Writer's Wednesday: The Importance of People Telling You That You Suck

I hit a major milestone last Thursday: I finished the last major edit of my book. This means that, as far as I'm concerned, the book as a whole is polished, save for a grammatical errors or syntax issues that I might have missed on accident. But because there are things that I can miss, my manuscript is currently being read by my husband (for the second time) and my best friend (for the first).

I want to digress and say that my husband converted my book into e-book format in order to edit it better. He included the cover art (in the end, I ditched my first round of prototypes and went for one created by my sister in law) and downloaded to his Nook. I almost wanted to cry, holding his Nook in my hands and seeing my book in actual e-book format for the very first time.

Peer edits are possibly the hardest part of writing. It means coming face to face with the reality that what you wrote isn't the perfect gem you thought it was. I remember when my original story arc was downright destroyed by my professor. Even though I wanted to crawl into a corner and die while she ruthlessly dissected it, I was so thankful for it. In the end, my book's original plot didn't have a proper arc to it. To publish that would've been hypocritical, as there is nothing that irks me more than books without proper story arc.

Peer edits are so important for one main reason: your peers aren't you. They don't know your thought process when you wrote that sentence. Like the standard reading audience, they have no context for your book. All they have are the words in front of them. Are you painting a proper picture? Are your characters coming off as complex and believable? Are your sentences concise, or are you losing your audience's interest?

It's also why I suggest waiting a long, long while to edit your own work. Be it a short story, poem, novella, or full-out epic series, let it be for at least 3 months. Work on other projects. In fact, the longer you wait, the better. I actually left my manuscript alone for almost a year -- ironically, while I was trying find literary representation. When I came back to my manuscript, I forgot about 70% of my thought process behind the book. I had even forgotten when and how a few events in the book played out. And that was perfect. Granted, it meant that I found myself rewriting entire pages sometimes, downright kicking myself for such sloppy writing. But, on the other hand, I was pleasantly surprised with how well some scenes were written. And nothing feeds a writer's ego quite like the realization that something is actually better than you remember it.

However, I add one caveat to peer-edits: take what people say with a grain of salt. This goes two ways. One: you can't please everyone. If you have an entire workshop of people reading your book, and you get 20 different suggestions, and you try to fix your book 20 different ways … your book will end up collapsing in on itself. While it's vital to hear what others have to say about your work, at the end of the day, it is still your work. It is better to have a book that is a little flawed in some people's eyes than try to please everyone and end up with a colossal failure.

Much like with editing your own work, take some time to digest what had been said by your peers before making any changes. Figure out how you can improve your book without just giving in to every single suggestion.

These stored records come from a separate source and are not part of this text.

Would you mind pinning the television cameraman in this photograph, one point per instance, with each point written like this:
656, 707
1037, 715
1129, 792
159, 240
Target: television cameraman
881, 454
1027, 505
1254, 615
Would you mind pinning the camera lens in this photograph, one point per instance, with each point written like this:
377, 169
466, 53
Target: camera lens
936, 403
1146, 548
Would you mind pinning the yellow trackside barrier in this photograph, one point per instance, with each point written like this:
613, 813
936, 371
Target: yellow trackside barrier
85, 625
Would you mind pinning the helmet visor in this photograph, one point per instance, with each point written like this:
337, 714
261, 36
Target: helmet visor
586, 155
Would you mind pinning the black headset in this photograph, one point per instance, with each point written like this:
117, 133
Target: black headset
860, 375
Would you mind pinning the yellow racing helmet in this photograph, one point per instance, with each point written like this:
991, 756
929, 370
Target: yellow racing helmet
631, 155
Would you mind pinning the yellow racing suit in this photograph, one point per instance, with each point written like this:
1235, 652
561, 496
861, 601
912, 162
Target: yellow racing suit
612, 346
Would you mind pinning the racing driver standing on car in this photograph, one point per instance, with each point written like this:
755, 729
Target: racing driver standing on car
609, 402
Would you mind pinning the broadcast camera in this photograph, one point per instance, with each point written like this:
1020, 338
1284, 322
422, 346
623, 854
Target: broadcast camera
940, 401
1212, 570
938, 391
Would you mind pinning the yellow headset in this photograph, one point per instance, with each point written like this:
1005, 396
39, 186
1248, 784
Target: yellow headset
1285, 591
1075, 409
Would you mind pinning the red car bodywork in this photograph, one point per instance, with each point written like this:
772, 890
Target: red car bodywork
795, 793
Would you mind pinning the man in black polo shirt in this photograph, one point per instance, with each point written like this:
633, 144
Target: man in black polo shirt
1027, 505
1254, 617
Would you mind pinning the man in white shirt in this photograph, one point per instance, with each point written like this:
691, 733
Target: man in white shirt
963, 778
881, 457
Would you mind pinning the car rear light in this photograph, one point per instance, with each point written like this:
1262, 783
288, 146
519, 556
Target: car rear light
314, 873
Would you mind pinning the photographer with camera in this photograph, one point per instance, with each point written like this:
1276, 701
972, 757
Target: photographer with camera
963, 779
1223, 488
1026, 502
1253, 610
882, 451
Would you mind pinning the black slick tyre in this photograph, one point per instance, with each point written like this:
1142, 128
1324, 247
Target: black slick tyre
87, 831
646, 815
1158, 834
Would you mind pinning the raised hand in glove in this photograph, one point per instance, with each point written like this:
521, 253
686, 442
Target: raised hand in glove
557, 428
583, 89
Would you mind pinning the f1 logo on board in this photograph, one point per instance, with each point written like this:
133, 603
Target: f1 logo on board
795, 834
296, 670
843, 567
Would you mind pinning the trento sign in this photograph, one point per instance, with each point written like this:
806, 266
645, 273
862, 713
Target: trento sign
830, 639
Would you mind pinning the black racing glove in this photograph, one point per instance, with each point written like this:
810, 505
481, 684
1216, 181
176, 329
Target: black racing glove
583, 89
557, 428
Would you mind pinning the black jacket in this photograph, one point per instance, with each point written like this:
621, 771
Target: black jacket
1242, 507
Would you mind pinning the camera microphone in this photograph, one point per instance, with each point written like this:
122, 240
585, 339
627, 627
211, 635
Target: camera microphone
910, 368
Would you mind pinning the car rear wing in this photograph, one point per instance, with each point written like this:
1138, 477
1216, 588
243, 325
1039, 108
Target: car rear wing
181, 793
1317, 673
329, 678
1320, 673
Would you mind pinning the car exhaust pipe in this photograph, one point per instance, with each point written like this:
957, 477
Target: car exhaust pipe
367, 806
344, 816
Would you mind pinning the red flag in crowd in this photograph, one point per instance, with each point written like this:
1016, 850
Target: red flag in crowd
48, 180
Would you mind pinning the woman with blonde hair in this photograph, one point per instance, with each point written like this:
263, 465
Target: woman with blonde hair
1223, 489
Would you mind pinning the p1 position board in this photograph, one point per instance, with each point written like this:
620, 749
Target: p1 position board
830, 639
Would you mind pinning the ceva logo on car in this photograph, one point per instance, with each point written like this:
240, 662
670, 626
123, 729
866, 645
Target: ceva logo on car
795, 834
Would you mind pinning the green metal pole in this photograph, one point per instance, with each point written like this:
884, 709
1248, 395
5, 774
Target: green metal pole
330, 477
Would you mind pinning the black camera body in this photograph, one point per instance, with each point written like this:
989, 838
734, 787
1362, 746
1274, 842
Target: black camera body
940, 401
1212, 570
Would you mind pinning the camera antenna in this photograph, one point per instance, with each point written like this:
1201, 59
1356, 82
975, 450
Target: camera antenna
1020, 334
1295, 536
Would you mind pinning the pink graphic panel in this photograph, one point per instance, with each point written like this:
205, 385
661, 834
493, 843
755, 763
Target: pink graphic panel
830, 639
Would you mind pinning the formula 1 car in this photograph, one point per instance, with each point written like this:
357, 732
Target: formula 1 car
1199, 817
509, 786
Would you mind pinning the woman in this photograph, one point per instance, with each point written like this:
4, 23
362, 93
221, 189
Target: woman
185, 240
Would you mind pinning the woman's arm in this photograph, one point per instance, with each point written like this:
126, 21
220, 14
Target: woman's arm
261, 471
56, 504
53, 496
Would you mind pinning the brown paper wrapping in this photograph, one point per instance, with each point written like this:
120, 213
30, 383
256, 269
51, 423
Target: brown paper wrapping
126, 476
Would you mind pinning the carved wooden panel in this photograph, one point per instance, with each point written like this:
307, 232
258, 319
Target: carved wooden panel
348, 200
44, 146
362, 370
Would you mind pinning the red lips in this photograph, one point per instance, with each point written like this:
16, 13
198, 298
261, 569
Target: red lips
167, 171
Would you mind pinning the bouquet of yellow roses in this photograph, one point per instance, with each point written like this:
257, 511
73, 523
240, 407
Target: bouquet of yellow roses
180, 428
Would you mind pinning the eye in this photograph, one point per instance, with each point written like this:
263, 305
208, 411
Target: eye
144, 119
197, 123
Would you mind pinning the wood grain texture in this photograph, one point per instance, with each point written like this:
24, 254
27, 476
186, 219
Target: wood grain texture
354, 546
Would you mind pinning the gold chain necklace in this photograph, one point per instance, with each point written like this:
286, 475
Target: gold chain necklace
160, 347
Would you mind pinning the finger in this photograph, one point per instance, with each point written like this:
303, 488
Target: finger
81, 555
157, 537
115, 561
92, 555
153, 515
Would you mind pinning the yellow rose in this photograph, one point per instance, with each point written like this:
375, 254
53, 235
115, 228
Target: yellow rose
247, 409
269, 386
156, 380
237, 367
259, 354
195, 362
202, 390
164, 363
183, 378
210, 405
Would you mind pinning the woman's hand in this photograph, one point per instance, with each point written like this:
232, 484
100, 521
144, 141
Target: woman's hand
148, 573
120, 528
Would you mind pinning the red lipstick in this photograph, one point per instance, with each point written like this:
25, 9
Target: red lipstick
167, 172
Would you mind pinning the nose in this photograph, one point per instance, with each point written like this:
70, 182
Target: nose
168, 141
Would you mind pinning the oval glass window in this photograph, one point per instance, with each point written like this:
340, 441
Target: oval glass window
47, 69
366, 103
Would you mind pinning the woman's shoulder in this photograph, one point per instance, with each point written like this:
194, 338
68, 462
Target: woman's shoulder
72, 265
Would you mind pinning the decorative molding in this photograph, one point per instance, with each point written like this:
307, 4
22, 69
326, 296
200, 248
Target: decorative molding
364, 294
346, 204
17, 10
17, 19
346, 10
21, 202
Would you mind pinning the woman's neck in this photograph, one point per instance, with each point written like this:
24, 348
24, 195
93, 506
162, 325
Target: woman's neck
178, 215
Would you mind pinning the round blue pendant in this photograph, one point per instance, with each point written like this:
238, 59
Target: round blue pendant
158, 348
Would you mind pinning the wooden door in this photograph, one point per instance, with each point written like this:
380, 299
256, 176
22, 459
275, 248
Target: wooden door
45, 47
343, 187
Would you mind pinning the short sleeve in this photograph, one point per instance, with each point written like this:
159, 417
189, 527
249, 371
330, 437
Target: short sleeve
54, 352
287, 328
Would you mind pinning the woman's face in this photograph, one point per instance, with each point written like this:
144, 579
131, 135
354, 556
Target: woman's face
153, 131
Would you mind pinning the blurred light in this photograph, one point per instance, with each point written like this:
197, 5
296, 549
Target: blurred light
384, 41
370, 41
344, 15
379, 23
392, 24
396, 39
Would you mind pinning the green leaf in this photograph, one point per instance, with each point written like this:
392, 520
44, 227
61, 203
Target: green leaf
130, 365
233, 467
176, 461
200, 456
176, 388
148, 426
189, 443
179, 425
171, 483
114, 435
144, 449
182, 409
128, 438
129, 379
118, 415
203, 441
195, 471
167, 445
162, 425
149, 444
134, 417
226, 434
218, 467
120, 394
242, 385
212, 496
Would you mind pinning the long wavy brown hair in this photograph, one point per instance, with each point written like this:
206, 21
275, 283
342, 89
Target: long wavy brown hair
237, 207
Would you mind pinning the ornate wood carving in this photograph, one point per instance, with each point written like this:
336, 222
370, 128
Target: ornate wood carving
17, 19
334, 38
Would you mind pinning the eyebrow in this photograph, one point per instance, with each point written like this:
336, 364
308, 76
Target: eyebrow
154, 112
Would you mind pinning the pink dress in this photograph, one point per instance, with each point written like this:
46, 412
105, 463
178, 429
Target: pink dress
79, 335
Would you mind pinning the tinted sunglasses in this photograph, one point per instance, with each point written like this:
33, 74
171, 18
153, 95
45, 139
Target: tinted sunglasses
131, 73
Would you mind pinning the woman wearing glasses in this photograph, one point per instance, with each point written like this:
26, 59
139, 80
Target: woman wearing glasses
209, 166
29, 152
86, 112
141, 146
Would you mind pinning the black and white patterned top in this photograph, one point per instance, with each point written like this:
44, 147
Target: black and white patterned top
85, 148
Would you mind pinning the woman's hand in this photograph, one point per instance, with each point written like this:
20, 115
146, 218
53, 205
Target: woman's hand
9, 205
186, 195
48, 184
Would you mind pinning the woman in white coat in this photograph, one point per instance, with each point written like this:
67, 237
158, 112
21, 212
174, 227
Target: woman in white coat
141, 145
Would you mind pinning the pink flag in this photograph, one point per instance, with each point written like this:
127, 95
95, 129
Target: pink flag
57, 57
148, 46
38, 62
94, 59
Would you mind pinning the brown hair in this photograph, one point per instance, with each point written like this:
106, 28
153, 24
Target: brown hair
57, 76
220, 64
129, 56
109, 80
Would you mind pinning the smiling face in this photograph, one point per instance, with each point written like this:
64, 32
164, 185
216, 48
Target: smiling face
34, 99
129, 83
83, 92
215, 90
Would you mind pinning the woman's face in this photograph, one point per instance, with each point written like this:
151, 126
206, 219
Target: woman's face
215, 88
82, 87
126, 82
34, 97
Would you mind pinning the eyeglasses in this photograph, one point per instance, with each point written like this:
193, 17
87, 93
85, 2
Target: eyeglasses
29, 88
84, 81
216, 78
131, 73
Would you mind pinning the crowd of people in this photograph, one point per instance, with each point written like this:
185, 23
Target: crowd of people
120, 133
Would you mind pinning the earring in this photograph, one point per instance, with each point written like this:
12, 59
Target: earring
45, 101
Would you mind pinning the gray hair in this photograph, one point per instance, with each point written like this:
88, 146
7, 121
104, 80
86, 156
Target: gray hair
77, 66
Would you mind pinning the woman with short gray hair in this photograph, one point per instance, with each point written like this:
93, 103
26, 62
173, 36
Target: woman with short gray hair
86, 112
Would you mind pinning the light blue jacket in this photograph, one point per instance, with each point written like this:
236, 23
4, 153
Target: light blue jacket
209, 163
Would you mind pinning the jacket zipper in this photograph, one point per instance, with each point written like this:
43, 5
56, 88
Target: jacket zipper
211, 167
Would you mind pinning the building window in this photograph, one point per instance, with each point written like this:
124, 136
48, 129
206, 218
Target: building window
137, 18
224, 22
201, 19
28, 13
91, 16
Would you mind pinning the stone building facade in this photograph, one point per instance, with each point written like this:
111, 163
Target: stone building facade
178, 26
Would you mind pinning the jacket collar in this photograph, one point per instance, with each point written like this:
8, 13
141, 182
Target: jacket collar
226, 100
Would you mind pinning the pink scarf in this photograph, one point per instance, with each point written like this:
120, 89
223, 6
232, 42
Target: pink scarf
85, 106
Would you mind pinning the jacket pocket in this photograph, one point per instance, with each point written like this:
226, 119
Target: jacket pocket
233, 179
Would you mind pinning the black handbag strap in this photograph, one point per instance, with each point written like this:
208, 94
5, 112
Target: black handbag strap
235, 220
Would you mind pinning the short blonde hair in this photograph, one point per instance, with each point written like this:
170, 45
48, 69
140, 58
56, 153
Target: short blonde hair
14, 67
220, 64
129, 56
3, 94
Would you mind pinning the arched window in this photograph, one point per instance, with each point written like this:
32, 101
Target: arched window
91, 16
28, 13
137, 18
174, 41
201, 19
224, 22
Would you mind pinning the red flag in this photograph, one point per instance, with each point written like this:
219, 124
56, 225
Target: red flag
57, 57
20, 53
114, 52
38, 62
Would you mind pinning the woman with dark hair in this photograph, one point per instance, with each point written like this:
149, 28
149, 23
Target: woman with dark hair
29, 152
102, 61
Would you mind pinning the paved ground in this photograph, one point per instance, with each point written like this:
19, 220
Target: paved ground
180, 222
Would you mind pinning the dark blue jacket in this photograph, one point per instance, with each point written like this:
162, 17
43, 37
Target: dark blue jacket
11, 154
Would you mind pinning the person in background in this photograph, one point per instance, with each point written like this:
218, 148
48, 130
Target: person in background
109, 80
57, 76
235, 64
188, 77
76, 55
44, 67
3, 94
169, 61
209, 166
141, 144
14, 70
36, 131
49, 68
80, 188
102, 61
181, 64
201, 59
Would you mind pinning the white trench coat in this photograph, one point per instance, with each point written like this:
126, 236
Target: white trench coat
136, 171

Two: some people just give bad advice. Be it because they're lazy or bitter or just plain ineffectual. This is my favorite example of a bad peer review: I once received a critique from a fellow classmate regarding a short story. He made zero mark-ups, zero comments ... until the near-end, where I had a sentence that essentially read as, "and this stupid boss and stupid desk and stupid job." He circled the second (just the second!) "stupid" and said, "You already used this word. Choose a different one."

I'm still hoping for a September 1st publishing deadline. Things are definitely going to be different when I go back to work (July 23rd is going to come a lot quicker than I'd like it to), but I am determined. I look at iBooks or and I just get anxious. I browse books on the Android App Market and I get so excited that I almost want to jump ahead in the process and publish my book now now now. I just hope I can harness that excitement for when I get critiques back from my best friend and my husband (who is known to take no prisoners with his editing!).